Judge's son killed in car crash

A police diver secures a chain strop to the wreckage of a car that plunged into the Waipoua River near Masterton. Photo/Nathan Crombie
A police diver secures a chain strop to the wreckage of a car that plunged into the Waipoua River near Masterton. Photo/Nathan Crombie

The man who died when a vehicle plunged into a Wairarapa river at the weekend was the son of one of New Zealand's longest-serving judges.

Benjamin Young, from Lower Hutt, died when the late-model Holden Commodore left the road and travelled up to 60m before striking a concrete barrier and hurtling into the Waipoua River, just north of Masterton, about 4am on Saturday.

The 35-year-old was flung from the wreckage and his body was found on a riverbank.

It was reported tonight that Mr Young was the son of Justice Ron Young, a former High Court judge.

Police said the crash was still under investigation.

"At this stage the evidence strongly points to the driver being Mr Young.

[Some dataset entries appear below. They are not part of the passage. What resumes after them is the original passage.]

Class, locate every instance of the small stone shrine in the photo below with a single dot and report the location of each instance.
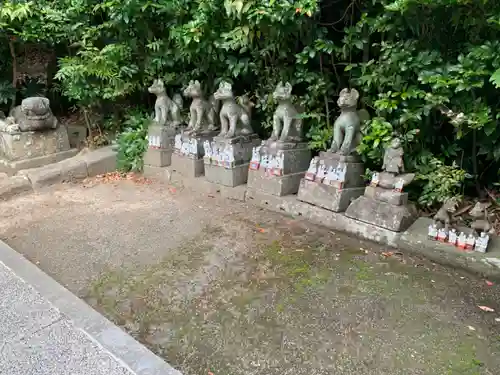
(384, 203)
(189, 143)
(440, 229)
(32, 137)
(279, 163)
(161, 132)
(335, 178)
(228, 156)
(481, 226)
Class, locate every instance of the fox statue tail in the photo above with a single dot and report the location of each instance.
(247, 104)
(214, 103)
(177, 99)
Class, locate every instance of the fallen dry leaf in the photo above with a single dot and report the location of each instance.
(486, 308)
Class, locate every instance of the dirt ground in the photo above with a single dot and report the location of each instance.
(216, 286)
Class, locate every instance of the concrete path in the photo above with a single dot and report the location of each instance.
(46, 330)
(213, 285)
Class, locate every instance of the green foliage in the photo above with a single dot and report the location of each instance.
(427, 70)
(132, 143)
(440, 182)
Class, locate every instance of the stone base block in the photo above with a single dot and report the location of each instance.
(275, 185)
(384, 195)
(353, 177)
(77, 136)
(187, 166)
(294, 157)
(327, 196)
(231, 177)
(11, 167)
(29, 145)
(382, 214)
(158, 157)
(161, 136)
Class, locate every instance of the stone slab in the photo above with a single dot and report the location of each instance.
(289, 205)
(12, 186)
(327, 196)
(382, 214)
(353, 171)
(59, 349)
(341, 158)
(64, 171)
(239, 148)
(295, 159)
(157, 173)
(200, 138)
(36, 162)
(28, 145)
(187, 166)
(158, 157)
(386, 195)
(100, 161)
(77, 136)
(167, 176)
(81, 342)
(161, 136)
(275, 185)
(231, 177)
(22, 310)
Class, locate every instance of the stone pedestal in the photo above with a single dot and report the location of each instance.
(385, 208)
(25, 150)
(332, 182)
(187, 158)
(227, 160)
(279, 168)
(160, 146)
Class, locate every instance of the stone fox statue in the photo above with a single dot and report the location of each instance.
(234, 117)
(33, 114)
(167, 111)
(286, 124)
(347, 127)
(201, 112)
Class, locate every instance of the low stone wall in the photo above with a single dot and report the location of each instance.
(413, 240)
(85, 164)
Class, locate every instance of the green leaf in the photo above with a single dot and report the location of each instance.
(495, 78)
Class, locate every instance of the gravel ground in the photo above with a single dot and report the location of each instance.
(216, 286)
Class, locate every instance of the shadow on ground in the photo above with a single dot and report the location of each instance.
(244, 291)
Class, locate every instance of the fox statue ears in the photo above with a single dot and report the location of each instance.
(353, 93)
(225, 85)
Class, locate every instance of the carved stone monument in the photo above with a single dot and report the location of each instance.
(190, 143)
(228, 156)
(335, 177)
(278, 165)
(384, 203)
(161, 132)
(32, 137)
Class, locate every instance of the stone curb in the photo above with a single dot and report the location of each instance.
(413, 240)
(85, 164)
(119, 344)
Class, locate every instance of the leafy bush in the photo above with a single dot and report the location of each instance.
(440, 182)
(428, 71)
(132, 143)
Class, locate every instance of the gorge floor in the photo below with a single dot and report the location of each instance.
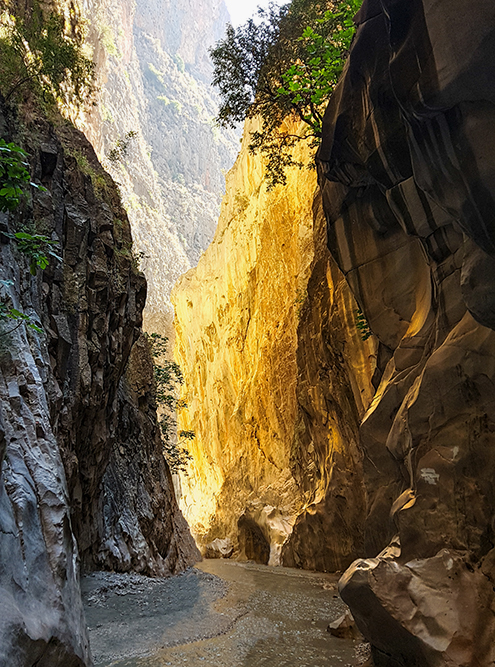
(221, 614)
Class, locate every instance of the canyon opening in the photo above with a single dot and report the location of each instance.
(247, 346)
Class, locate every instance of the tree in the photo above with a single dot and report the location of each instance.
(167, 378)
(44, 52)
(14, 177)
(283, 64)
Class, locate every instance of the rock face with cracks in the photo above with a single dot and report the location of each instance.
(406, 170)
(82, 475)
(267, 341)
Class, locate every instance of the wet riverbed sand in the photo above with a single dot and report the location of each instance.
(219, 614)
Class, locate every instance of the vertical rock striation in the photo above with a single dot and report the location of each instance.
(261, 323)
(408, 186)
(153, 65)
(82, 470)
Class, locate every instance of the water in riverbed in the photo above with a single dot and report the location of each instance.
(220, 614)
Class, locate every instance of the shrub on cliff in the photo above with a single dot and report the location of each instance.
(44, 51)
(167, 378)
(283, 64)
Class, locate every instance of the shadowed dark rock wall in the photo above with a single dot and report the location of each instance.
(83, 475)
(408, 180)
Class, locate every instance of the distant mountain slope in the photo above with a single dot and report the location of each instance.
(153, 64)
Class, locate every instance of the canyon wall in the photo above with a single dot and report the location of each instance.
(267, 338)
(406, 170)
(154, 72)
(313, 447)
(82, 474)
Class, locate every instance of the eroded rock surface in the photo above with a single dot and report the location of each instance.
(267, 339)
(82, 470)
(408, 188)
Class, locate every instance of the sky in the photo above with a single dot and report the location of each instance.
(241, 10)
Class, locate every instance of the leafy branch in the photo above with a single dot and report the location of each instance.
(283, 65)
(14, 175)
(44, 53)
(167, 378)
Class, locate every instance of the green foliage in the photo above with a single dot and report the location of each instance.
(167, 378)
(37, 247)
(8, 313)
(121, 148)
(283, 65)
(14, 175)
(43, 52)
(362, 325)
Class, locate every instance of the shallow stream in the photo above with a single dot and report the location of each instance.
(219, 614)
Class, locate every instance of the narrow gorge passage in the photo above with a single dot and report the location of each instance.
(219, 614)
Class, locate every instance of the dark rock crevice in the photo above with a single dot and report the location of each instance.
(408, 190)
(83, 474)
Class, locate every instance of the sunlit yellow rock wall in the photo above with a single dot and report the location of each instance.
(254, 323)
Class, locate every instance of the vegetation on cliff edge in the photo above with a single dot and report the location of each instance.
(283, 65)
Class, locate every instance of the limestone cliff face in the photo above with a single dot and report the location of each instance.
(260, 324)
(82, 475)
(408, 184)
(154, 73)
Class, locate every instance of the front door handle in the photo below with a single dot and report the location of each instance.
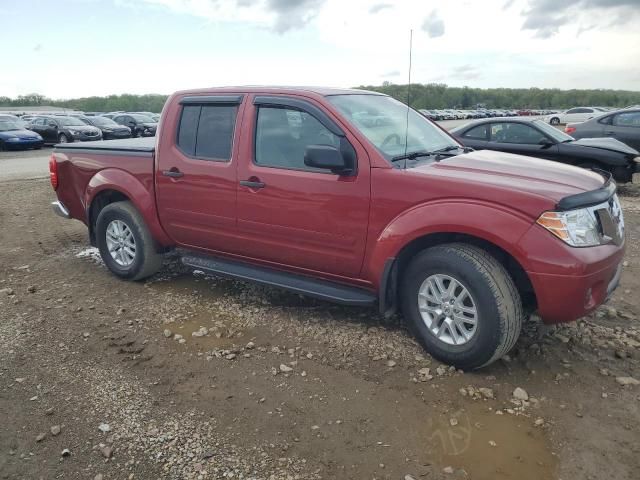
(252, 184)
(173, 173)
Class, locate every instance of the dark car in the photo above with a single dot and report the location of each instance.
(536, 138)
(623, 125)
(61, 129)
(110, 129)
(140, 125)
(14, 136)
(431, 114)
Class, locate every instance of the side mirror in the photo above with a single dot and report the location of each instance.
(326, 157)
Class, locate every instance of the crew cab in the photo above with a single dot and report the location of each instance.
(352, 197)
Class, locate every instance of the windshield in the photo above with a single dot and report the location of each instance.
(383, 120)
(553, 132)
(7, 125)
(102, 122)
(142, 118)
(70, 122)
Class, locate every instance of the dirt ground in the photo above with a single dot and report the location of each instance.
(104, 379)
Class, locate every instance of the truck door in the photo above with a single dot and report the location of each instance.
(196, 176)
(292, 214)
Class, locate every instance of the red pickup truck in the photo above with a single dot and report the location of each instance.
(349, 196)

However, inquiries are continuing in relation to this crash," a police spokeswoman said.

Mr Young's father retired last year after 26 years as a judge in the District Court, High Court and the Court of Appeal, Fairfax reported.

A tribute page has been set up for Ben Young, saying he was a "much loved husband of Carmin and father of Maisie, beloved son of Glen and Ron, loved stepson of Kate..."

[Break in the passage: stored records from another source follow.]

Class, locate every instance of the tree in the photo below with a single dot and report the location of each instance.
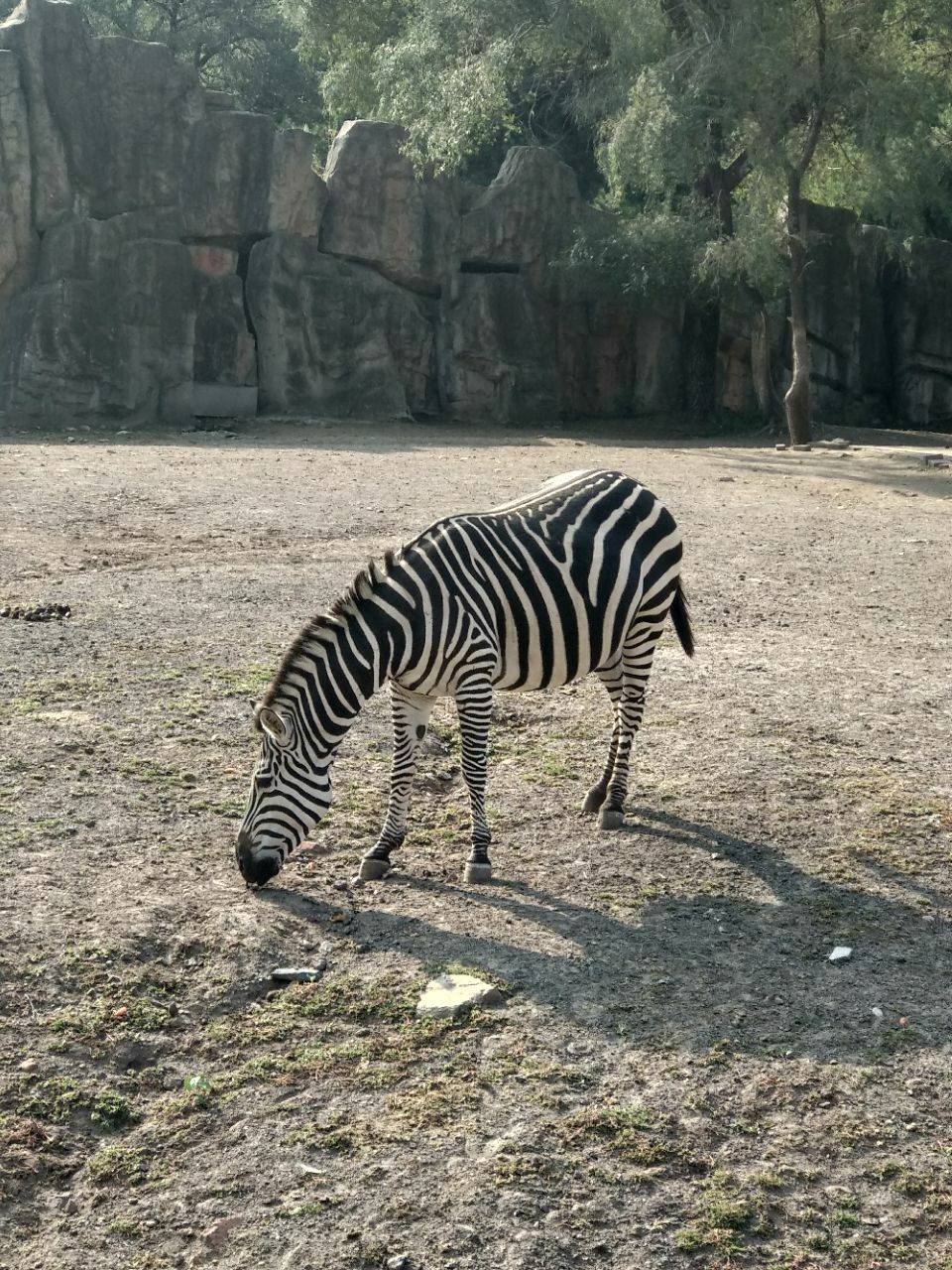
(712, 122)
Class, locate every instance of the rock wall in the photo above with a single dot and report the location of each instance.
(163, 254)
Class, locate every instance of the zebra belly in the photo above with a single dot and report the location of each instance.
(539, 654)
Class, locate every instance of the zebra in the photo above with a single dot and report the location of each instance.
(579, 576)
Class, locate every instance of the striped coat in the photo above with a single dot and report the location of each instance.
(578, 578)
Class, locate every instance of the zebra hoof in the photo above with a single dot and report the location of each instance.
(373, 869)
(611, 820)
(593, 802)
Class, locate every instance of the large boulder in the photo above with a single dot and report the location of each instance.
(336, 338)
(498, 349)
(245, 180)
(17, 236)
(525, 218)
(380, 213)
(225, 358)
(108, 118)
(923, 335)
(833, 308)
(298, 197)
(108, 327)
(595, 354)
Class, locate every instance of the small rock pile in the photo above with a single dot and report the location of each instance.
(37, 612)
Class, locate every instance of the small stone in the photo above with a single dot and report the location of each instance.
(298, 973)
(217, 1233)
(452, 994)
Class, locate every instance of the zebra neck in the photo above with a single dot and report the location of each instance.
(339, 670)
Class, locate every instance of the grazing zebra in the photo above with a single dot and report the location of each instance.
(579, 576)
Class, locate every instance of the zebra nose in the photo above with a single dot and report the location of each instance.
(254, 869)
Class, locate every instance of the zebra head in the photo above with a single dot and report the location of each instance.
(290, 794)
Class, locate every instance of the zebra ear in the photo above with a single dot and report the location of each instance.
(273, 724)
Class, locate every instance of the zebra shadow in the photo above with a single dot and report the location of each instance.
(694, 971)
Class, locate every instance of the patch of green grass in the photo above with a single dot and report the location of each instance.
(636, 1134)
(516, 1167)
(335, 1134)
(248, 681)
(59, 1097)
(125, 1225)
(725, 1215)
(117, 1164)
(434, 1101)
(389, 997)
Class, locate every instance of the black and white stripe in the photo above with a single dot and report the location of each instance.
(578, 578)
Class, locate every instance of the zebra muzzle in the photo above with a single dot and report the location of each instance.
(257, 867)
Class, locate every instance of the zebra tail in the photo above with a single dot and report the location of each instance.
(680, 616)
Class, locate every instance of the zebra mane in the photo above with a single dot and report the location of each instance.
(322, 626)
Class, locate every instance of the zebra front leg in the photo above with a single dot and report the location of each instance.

It is understood he had a 5-year-old daughter.

His funeral will be held this week and the family have asked people to donate to the Life Flight Trust, whose Westpac rescue helicopter plucked to safety three passengers who had clambered onto the vehicle's roof following the crash into the river.

Ben owned Wellington's Landmark Homes with Carmin.

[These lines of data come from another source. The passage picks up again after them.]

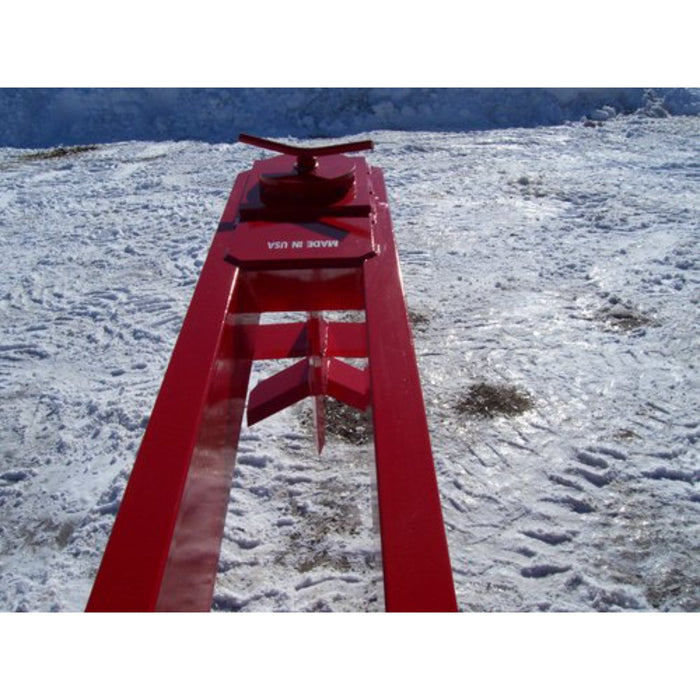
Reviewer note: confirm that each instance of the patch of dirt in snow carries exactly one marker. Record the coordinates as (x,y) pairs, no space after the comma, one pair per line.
(562,260)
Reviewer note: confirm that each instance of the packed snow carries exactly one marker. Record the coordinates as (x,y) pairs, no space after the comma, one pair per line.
(552,278)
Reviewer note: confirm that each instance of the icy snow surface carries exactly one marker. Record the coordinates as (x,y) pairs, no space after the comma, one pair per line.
(561,262)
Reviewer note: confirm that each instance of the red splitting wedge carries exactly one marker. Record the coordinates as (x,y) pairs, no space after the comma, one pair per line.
(307,231)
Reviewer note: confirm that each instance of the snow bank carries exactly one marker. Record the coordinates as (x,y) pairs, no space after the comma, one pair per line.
(32,118)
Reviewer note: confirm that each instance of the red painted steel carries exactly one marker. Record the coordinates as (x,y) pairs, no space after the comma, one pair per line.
(313,235)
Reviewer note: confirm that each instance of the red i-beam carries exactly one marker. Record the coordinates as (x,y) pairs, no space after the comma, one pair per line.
(308,231)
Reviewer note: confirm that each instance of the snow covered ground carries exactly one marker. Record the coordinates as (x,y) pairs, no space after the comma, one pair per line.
(558,265)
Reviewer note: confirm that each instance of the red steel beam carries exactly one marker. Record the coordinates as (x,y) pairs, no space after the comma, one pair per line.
(415,557)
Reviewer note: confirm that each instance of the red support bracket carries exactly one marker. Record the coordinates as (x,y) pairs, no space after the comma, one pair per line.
(308,230)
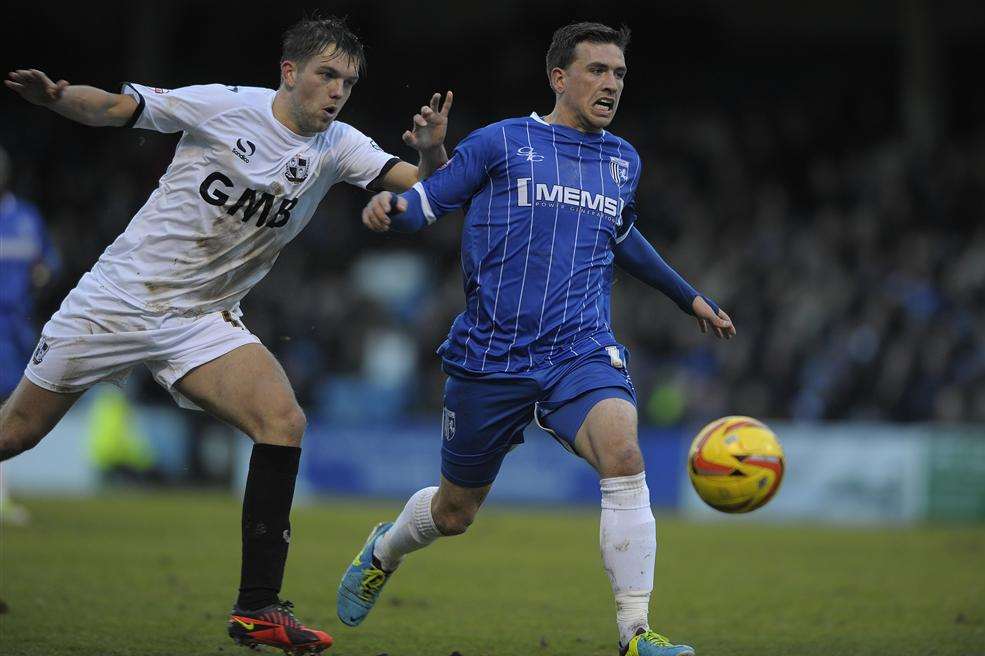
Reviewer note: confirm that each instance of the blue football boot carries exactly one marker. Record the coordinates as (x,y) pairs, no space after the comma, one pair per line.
(651,643)
(362,582)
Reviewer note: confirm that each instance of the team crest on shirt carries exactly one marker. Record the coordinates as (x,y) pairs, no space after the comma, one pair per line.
(619,168)
(447,424)
(297,169)
(40,352)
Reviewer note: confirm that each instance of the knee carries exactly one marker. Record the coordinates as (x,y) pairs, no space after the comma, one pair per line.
(284,425)
(454,520)
(623,459)
(17,434)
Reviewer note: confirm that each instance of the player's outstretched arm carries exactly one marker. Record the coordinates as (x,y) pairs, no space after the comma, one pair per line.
(427,137)
(635,255)
(83,104)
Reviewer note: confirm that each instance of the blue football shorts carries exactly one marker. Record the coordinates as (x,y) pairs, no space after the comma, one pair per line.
(484,416)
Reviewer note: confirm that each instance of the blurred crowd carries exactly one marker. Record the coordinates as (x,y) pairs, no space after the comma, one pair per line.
(855,274)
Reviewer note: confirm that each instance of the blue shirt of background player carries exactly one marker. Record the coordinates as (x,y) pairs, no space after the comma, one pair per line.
(24,245)
(544,206)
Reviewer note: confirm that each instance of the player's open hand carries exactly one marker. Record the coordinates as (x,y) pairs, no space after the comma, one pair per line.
(720,323)
(430,125)
(34,86)
(376,214)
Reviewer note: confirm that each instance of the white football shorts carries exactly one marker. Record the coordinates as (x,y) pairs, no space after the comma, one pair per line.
(95,337)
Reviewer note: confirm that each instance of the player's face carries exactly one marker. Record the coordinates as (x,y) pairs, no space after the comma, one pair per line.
(321,88)
(592,84)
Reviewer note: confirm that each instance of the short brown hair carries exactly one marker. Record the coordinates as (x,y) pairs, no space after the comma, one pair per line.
(309,36)
(562,50)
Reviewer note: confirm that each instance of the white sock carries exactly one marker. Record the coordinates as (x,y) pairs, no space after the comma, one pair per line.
(628,538)
(413,530)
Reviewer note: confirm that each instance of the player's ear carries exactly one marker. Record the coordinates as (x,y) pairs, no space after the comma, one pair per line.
(288,73)
(557,80)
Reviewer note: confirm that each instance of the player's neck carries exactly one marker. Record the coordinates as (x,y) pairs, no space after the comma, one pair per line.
(282,112)
(563,116)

On Saturday, the Westpac helicopter carried out a complicated rescue to pull the three survivors to safety.

Winch operator Julian Burn said the crew had to avoid getting too close to the trio in case the 110km/h winds generated by the helicopter's rotor blades blew them off the car and into the swollen river.

The pilot positioned the chopper about 25m above the partially submerged vehicle while Mr Burn lowered a paramedic.

The paramedic attached a harness to the survivors one by one and hauled them up.

"They were cold and they were very emotional because they had just lost their friend," Mr Burn said.

"It was the hardest one [rescue] I've ever done, just due to the factors: night-time, on the roof of a car, in a swift river, limited space, poor weather.

"But the pilot and the paramedic and the guys on the ground all did a fantastic job."